The volume of decontaminated soil in Fukushima Prefecture, excluding the difficult-to-return zones where radiation levels remain high, is about 14 million cubic meters, enough to fill 11 Tokyo Domes.
Reusing the soil is part of the government’s efforts to reduce that volume before disposal.
The ministry is considering conducting the tests at the Shinjuku Imperial Garden in Tokyo, the National Institute for Environmental Studies in Tsukuba, Ibaraki Prefecture, and the National Environmental Research and Training Institute in Tokorozawa, Saitama Prefecture.
Tokorozawa city will hold a briefing on the plan for about 50 residents on Dec. 16.

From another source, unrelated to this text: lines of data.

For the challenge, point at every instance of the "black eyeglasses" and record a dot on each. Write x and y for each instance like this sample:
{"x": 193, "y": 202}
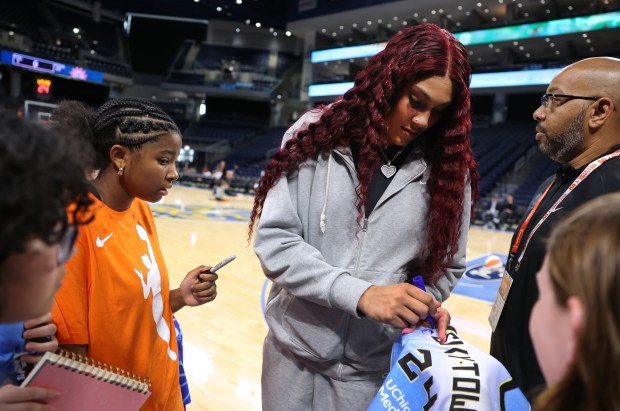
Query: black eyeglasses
{"x": 66, "y": 244}
{"x": 544, "y": 100}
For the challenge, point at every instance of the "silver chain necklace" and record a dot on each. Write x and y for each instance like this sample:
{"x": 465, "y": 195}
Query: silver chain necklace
{"x": 388, "y": 169}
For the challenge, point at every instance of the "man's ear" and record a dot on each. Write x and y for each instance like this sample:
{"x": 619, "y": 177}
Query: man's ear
{"x": 576, "y": 316}
{"x": 603, "y": 109}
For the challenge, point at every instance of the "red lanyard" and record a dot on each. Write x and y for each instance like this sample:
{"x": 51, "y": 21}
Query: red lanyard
{"x": 584, "y": 174}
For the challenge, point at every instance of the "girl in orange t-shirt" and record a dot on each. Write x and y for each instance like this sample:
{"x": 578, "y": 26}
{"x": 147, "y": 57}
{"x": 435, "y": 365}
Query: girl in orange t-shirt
{"x": 115, "y": 305}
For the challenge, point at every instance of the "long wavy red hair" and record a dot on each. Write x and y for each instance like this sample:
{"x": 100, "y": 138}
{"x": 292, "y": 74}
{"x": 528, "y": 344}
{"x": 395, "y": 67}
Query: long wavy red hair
{"x": 415, "y": 54}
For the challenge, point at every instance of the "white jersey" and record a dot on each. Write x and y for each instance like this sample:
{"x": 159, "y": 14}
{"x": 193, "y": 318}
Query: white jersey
{"x": 427, "y": 375}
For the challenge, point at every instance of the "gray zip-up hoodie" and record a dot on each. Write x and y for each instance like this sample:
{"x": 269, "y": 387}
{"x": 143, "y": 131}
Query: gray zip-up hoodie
{"x": 321, "y": 261}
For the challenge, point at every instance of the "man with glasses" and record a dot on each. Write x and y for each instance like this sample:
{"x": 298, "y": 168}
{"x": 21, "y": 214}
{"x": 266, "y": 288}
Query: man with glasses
{"x": 41, "y": 175}
{"x": 578, "y": 125}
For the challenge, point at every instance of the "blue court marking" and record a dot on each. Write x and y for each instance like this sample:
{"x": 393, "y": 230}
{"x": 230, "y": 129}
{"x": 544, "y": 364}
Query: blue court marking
{"x": 190, "y": 212}
{"x": 481, "y": 282}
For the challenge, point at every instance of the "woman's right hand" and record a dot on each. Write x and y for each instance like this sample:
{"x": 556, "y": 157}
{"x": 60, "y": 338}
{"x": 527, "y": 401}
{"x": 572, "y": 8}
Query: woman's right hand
{"x": 13, "y": 398}
{"x": 400, "y": 305}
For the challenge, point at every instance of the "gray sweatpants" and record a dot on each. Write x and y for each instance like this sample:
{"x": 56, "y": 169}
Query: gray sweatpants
{"x": 287, "y": 385}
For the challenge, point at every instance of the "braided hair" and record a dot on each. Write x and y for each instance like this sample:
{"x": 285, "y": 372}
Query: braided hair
{"x": 130, "y": 122}
{"x": 415, "y": 54}
{"x": 127, "y": 121}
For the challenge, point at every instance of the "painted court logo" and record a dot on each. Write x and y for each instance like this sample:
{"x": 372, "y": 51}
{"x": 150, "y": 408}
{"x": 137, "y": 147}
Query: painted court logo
{"x": 491, "y": 269}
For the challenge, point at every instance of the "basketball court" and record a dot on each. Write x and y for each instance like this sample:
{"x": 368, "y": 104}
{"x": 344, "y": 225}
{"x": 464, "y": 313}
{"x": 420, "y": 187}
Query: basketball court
{"x": 223, "y": 339}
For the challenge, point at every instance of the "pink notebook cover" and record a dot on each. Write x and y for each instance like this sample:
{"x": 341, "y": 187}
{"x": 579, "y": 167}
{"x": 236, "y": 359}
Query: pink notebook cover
{"x": 80, "y": 391}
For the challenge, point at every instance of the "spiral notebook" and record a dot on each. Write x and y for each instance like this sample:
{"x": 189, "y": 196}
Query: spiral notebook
{"x": 87, "y": 384}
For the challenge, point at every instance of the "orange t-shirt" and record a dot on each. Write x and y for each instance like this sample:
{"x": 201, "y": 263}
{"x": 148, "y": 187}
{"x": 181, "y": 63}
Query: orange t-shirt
{"x": 115, "y": 298}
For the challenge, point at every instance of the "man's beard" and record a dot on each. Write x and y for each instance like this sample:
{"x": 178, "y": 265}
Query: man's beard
{"x": 566, "y": 145}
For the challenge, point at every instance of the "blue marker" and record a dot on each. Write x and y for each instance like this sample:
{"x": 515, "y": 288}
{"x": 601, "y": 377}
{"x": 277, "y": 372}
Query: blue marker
{"x": 419, "y": 282}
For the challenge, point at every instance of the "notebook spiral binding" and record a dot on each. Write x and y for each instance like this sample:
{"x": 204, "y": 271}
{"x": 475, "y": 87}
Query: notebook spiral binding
{"x": 105, "y": 372}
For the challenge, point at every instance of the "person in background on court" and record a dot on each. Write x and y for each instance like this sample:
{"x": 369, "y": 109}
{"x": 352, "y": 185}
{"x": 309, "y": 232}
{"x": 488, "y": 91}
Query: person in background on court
{"x": 575, "y": 324}
{"x": 507, "y": 210}
{"x": 578, "y": 125}
{"x": 363, "y": 195}
{"x": 491, "y": 211}
{"x": 118, "y": 261}
{"x": 41, "y": 174}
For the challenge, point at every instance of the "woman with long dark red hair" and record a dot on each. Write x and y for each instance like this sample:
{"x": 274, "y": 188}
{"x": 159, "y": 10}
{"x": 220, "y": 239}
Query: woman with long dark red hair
{"x": 363, "y": 195}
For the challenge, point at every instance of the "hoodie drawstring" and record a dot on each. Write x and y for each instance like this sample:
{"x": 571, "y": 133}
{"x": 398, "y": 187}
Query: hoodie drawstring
{"x": 322, "y": 225}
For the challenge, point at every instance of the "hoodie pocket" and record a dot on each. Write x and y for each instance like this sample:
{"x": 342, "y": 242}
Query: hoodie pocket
{"x": 369, "y": 342}
{"x": 315, "y": 331}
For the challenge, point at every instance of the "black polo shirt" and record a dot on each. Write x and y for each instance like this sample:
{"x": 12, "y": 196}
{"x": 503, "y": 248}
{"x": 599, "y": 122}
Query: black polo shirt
{"x": 511, "y": 342}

Under the experiment in Tokorozawa, decontaminated soil will be reused for lawns, and tests will be conducted to verify changes in radiation doses in the air.
For the trial runs in Tokyo and Ibaraki Prefecture, the soil will be used for parking lots and flower beds.

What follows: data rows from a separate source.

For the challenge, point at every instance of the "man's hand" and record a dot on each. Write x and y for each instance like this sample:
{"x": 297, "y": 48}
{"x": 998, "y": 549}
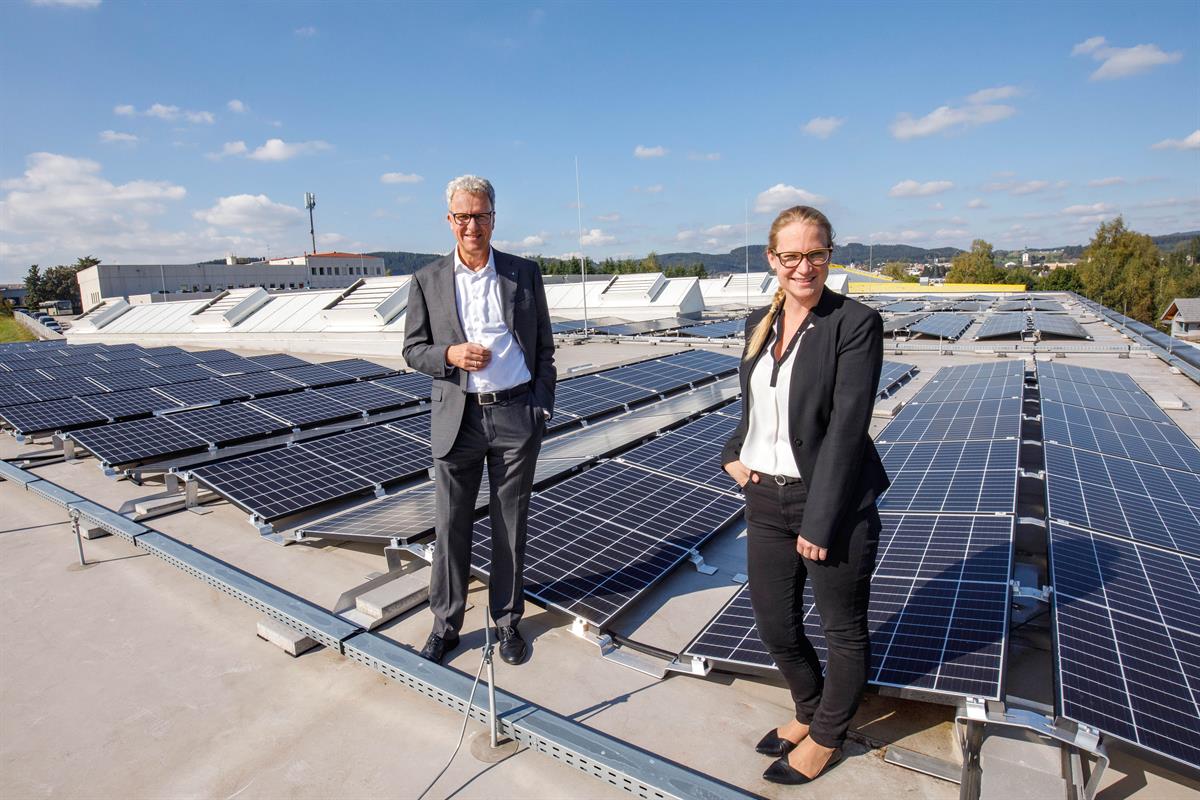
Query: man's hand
{"x": 468, "y": 356}
{"x": 810, "y": 551}
{"x": 741, "y": 473}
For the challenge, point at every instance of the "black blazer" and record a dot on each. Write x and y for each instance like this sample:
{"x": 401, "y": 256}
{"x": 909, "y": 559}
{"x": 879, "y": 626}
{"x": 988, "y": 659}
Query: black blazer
{"x": 834, "y": 380}
{"x": 432, "y": 325}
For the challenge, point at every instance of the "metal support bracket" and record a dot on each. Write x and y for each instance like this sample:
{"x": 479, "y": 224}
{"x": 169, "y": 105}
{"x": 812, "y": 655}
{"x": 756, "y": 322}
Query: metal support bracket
{"x": 697, "y": 561}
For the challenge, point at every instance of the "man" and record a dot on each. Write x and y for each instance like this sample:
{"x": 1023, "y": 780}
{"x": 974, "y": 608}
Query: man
{"x": 478, "y": 323}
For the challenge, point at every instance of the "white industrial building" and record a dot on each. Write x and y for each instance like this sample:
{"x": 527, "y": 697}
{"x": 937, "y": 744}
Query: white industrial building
{"x": 309, "y": 271}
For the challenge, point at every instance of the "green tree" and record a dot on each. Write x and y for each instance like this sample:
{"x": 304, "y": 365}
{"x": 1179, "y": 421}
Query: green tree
{"x": 34, "y": 286}
{"x": 976, "y": 266}
{"x": 1122, "y": 269}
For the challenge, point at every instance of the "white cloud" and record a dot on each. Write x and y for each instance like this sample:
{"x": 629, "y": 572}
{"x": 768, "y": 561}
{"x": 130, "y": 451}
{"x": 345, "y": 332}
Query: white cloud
{"x": 1123, "y": 61}
{"x": 522, "y": 245}
{"x": 400, "y": 178}
{"x": 117, "y": 137}
{"x": 642, "y": 151}
{"x": 1092, "y": 209}
{"x": 993, "y": 95}
{"x": 947, "y": 118}
{"x": 916, "y": 188}
{"x": 63, "y": 194}
{"x": 597, "y": 238}
{"x": 67, "y": 4}
{"x": 1192, "y": 142}
{"x": 250, "y": 214}
{"x": 281, "y": 150}
{"x": 781, "y": 196}
{"x": 162, "y": 112}
{"x": 822, "y": 127}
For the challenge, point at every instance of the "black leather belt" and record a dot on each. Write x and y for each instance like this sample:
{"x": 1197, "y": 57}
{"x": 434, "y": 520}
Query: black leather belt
{"x": 778, "y": 480}
{"x": 491, "y": 398}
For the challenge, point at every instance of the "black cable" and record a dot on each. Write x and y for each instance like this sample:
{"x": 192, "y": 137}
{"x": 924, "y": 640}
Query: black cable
{"x": 462, "y": 733}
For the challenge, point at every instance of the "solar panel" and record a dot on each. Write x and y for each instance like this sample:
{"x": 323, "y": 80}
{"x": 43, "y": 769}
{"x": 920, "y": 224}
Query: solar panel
{"x": 123, "y": 380}
{"x": 951, "y": 476}
{"x": 406, "y": 516}
{"x": 1002, "y": 324}
{"x": 359, "y": 367}
{"x": 715, "y": 330}
{"x": 366, "y": 396}
{"x": 994, "y": 419}
{"x": 279, "y": 361}
{"x": 304, "y": 408}
{"x": 1102, "y": 398}
{"x": 125, "y": 443}
{"x": 280, "y": 482}
{"x": 262, "y": 383}
{"x": 227, "y": 423}
{"x": 411, "y": 383}
{"x": 948, "y": 326}
{"x": 375, "y": 452}
{"x": 315, "y": 374}
{"x": 1128, "y": 639}
{"x": 130, "y": 403}
{"x": 1116, "y": 495}
{"x": 1059, "y": 325}
{"x": 937, "y": 617}
{"x": 51, "y": 415}
{"x": 693, "y": 451}
{"x": 1077, "y": 374}
{"x": 1115, "y": 434}
{"x": 197, "y": 392}
{"x": 45, "y": 390}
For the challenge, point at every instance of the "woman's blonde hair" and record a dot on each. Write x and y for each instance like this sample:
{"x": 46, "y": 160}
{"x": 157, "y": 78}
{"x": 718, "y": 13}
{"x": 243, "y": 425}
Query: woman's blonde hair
{"x": 786, "y": 217}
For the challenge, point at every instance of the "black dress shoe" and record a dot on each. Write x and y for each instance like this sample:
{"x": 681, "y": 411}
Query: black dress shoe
{"x": 436, "y": 647}
{"x": 780, "y": 771}
{"x": 513, "y": 647}
{"x": 774, "y": 745}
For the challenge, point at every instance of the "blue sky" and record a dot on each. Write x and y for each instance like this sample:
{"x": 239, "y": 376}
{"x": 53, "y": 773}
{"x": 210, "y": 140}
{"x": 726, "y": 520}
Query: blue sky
{"x": 145, "y": 132}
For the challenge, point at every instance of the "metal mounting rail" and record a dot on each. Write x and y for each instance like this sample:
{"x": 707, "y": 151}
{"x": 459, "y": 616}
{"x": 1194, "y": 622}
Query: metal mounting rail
{"x": 612, "y": 761}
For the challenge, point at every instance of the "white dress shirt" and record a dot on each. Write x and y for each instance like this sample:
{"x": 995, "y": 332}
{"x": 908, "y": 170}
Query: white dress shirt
{"x": 768, "y": 445}
{"x": 478, "y": 296}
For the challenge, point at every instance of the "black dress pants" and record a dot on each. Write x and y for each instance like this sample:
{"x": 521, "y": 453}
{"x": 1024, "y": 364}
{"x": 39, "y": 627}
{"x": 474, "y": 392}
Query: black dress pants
{"x": 841, "y": 588}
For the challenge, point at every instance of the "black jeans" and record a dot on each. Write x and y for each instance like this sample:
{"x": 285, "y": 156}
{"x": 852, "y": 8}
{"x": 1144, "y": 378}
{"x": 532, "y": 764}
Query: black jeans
{"x": 841, "y": 587}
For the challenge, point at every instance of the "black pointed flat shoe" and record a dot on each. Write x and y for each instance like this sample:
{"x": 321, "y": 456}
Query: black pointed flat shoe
{"x": 774, "y": 745}
{"x": 780, "y": 771}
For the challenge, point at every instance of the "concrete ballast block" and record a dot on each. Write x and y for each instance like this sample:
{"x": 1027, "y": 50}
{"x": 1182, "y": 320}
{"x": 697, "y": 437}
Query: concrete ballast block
{"x": 285, "y": 637}
{"x": 396, "y": 596}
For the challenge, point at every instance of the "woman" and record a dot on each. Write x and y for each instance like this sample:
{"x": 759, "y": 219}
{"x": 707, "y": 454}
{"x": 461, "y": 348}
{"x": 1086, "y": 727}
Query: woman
{"x": 810, "y": 473}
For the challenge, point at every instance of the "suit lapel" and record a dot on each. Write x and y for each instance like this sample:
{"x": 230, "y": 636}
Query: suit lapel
{"x": 444, "y": 286}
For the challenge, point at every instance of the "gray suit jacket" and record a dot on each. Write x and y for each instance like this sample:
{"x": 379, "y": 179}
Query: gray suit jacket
{"x": 432, "y": 325}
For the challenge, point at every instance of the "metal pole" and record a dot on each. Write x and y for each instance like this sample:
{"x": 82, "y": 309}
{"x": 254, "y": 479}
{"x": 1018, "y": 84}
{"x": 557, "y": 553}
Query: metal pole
{"x": 492, "y": 722}
{"x": 579, "y": 217}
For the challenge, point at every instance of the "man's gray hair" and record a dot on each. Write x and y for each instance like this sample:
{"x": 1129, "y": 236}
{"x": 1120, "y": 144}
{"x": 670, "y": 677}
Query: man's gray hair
{"x": 472, "y": 185}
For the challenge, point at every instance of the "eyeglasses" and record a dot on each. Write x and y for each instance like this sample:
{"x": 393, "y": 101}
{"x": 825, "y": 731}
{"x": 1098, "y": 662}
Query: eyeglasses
{"x": 463, "y": 220}
{"x": 819, "y": 257}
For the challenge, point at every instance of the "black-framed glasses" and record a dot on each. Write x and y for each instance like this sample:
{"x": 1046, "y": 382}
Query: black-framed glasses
{"x": 463, "y": 220}
{"x": 819, "y": 257}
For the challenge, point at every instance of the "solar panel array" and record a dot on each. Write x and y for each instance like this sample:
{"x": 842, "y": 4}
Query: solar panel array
{"x": 1123, "y": 504}
{"x": 939, "y": 611}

“We would like to use the experiments to gain public understanding regarding the reuse of the soil,” Environmental Minister Akihiro Nishimura said at a news conference on Dec. 6.

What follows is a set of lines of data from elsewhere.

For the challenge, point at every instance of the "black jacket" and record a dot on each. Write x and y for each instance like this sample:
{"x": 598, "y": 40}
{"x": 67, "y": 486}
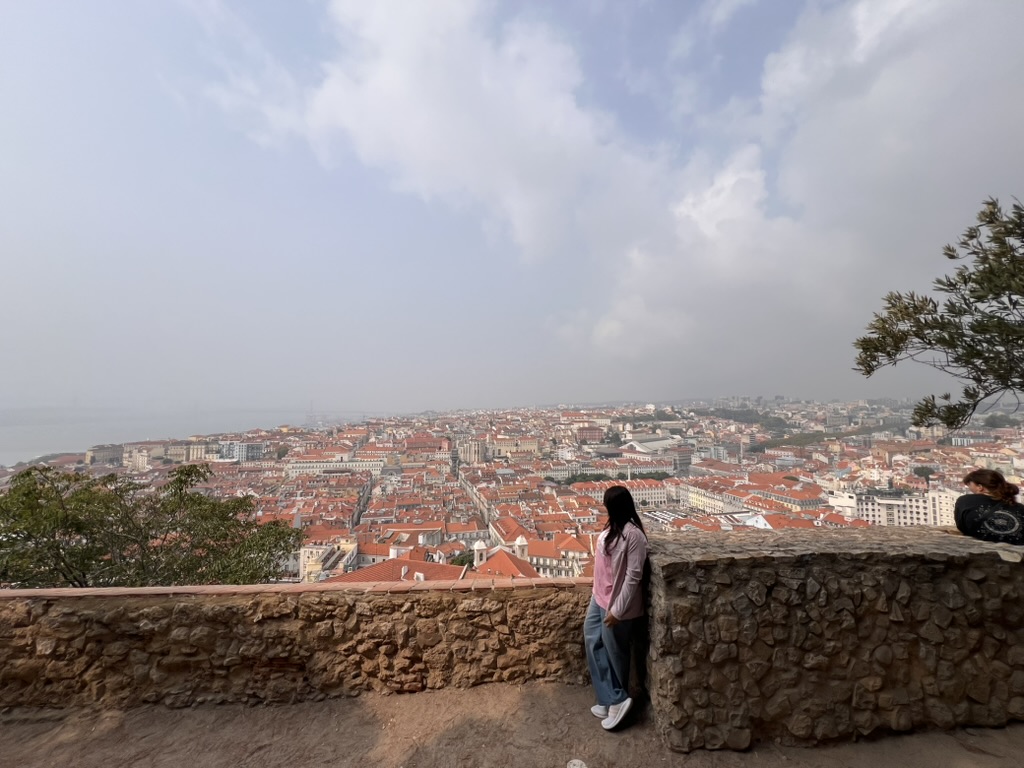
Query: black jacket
{"x": 990, "y": 520}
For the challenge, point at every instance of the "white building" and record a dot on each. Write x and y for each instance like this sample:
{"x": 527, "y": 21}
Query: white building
{"x": 933, "y": 508}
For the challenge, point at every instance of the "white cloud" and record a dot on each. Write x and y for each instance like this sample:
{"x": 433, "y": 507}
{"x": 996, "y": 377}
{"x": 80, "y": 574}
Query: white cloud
{"x": 858, "y": 148}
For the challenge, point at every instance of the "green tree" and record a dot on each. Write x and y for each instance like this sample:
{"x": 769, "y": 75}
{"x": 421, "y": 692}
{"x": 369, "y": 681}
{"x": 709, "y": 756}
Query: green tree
{"x": 70, "y": 529}
{"x": 976, "y": 334}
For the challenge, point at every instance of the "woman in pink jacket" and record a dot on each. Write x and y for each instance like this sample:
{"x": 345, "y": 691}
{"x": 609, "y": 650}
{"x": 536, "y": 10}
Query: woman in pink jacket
{"x": 616, "y": 603}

Only soil that measures below 8,000 becquerels per kilogram, the threshold set by the government, will be used in the trial runs.
The ministry has been conducting experiments on reusing the decontaminated soil for farmland in Iitate, Fukushima Prefecture.
But plans for similar tests in Minami-Soma and Nihonmatsu cities, also in the prefecture, fell through after residents opposed.